STAR–Brookdale Honored at NYC World AIDS Day 2025

Rising to the Challenge: Celebrating Care, Connection, and Community

On December 1, 2025, the New York City Department of Health and Mental Hygiene awarded Brookdale Hospital Medical Center, one of our proud STAR Program health centers, a distinguished recognition for its outstanding contributions to ending the HIV epidemic in New York City.

This year’s World AIDS Day theme, “Rising to the Challenge: Care, Connection, Community,” beautifully reflects the work of our STAR–Brookdale team, who every day embody the values of compassion, innovation, and relentless commitment to Brooklyn’s most vulnerable communities.

A Recognition Rooted in Impact

During the ceremony, Breanna Watson, MSPH, CHES, CLC, Deputy Executive Director of the HEAT Program, joined Dr. Sarah Braunstein, PhD, MPH, Assistant Commissioner of the Bureau of Hepatitis, HIV, and Sexually Transmitted Infections at the NYC Department of Health and Mental Hygiene, to present the 2025 New York City World AIDS Day Awards.

Dr. Braunstein, a leading expert in HIV epidemiology and care linkage in New York City, emphasized the importance of recognizing “the individuals and agencies whose continued partnership and undying commitment make this work possible.”

The STAR–Brookdale team was honored for their exceptional work through the Enhanced Data to Care (ED2C) initiative, which has become a citywide model for rising to the challenge. Over the past year, the ED2C team:

  • Supported over 105 individuals with HIV,
  • Leveraged surveillance data, staffing resources, and strengthened protocols,
  • Successfully linked or re-engaged people who had never entered care or who had fallen out of care,
  • Advanced New York City’s HIV care continuum with a focus on achieving viral suppression and long-term stability.
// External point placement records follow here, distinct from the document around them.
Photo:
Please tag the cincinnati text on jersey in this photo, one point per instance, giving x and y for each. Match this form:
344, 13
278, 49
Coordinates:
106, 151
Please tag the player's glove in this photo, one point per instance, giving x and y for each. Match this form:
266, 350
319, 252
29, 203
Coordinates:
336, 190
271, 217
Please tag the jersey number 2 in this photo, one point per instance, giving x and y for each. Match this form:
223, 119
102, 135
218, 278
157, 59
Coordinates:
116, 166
As Breanna highlighted, acknowledging these achievements is “really, really important,” underscoring how deeply this work transforms lives and strengthens communities.

What This Award Means for Brooklyn

STAR–Brookdale’s recognition is more than an award. It is a reflection of the collective effort of clinicians, care navigators, data specialists, outreach workers, social workers, and community partners who work daily to improve HIV prevention, care, and health outcomes throughout East and Central Brooklyn.
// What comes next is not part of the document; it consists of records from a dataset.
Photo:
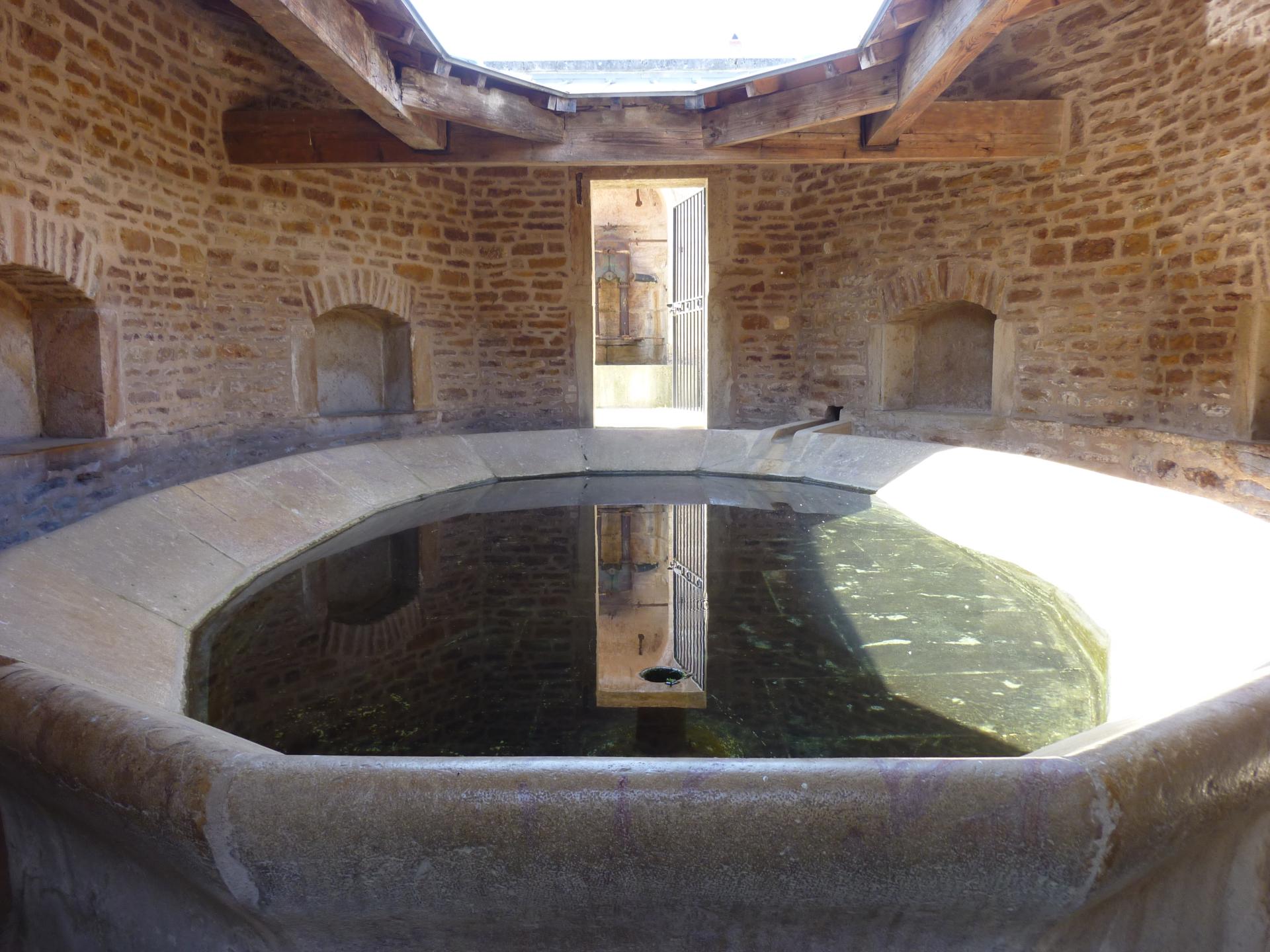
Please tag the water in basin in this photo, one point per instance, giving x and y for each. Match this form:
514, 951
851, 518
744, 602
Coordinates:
653, 617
It also affirms the STAR Program’s long-standing commitment to access, equity, dignity, and culturally responsive health services. Across our two health centers — SUNY Downstate and Brookdale — STAR serves more than 2,000 patients annually with high-quality, patient-centered care.

Through the STAR Program’s broader work — including multilingual outreach campaigns, sexual-health education, behavioral-health initiatives, and community-based testing — we continue to break down barriers and meet people exactly where they are.

Rising Together

This recognition by the NYC Health Department honors not only the ED2C team but also the spirit of STAR–Brookdale and our entire STAR community — a network rooted in compassion, connection, and resilience.

We celebrate our staff, our patients, our partners, and our community.
We honor those we have lost and uplift those still rising.
And we reaffirm our commitment to Brooklyn: to innovate, educate, advocate, and promote a healthier, stigma-free future for all.

Thank You

To the NYC Department of Health & Mental Hygiene — thank you for this recognition.
To Dr. Sarah Braunstein and Breanna Watson — thank you for your leadership and partnership.
To our STAR–Brookdale ED2C team — thank you for your dedication, expertise, and heart.
To the community we serve — you are the reason we rise to the challenge, every day.

Together, we rise to the challenge.
Together, we strengthen care, connection, and community.